Warning: There will be spoilers.

Bethesda made us wait 5 years for Fallout 4, and the day that they announced it, I couldn’t have been more pumped. Fallout 3 and Fallout: New Vegas were some of the best gaming experiences I’ve ever had, and I have replayed those games numerous times as well as earned my Platinum trophy in both games. Never once did I find the story dragging, and even on future playthroughs, I still found myself enjoying the same missions over and over again.

I picked up Fallout 4 at midnight launch, and if I didn’t have work the next day, I would have stayed up all night to play, but I was responsible (for once) and let it run the install while I slept, then powered through my work day ready to go home and load right in to post-apocalyptic Boston. Work could not have felt slower that day.

I knew what to expect with the opening mission as I had seen footage from E3 and followed the release religiously, but it was still great to get to play it through myself. I started off with a female character, focused on sniping, stealth, and breaking into things, as I usually do on my first playthroughs of any RPG.
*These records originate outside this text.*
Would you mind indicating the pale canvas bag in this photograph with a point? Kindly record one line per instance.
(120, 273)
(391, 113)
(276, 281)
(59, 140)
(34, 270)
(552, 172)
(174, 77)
I thought the opening cut scenes recapping the war were great, and the opening sequence of running to the Vault literally as the bombs were dropping had me hooked right from the start, even though I knew it was coming.

I  was genuinely surprised as I watched my husband get killed and my baby taken, and when my character woke up, it was sufficiently disorienting enough to not understand how much time had really passed since both the bombs and the taking of my son. You are brought right back to your now destroyed home town where your Mr. Handy bot is waiting to tell you the bad news – it’s been 200 years.

At this point, I am still pretty hooked, and I am excited for the prospects of evolving missions, learning the stories of Boston, and experiencing the settlement building. In fact, the moment I had a chance to start working on Sanctuary Hills, I spent a good few hours just scrapping objects and messing around, before I even moved ahead with any other missions. I never even knew there was supposed to be a tutorial for it after you started some Minutemen missions.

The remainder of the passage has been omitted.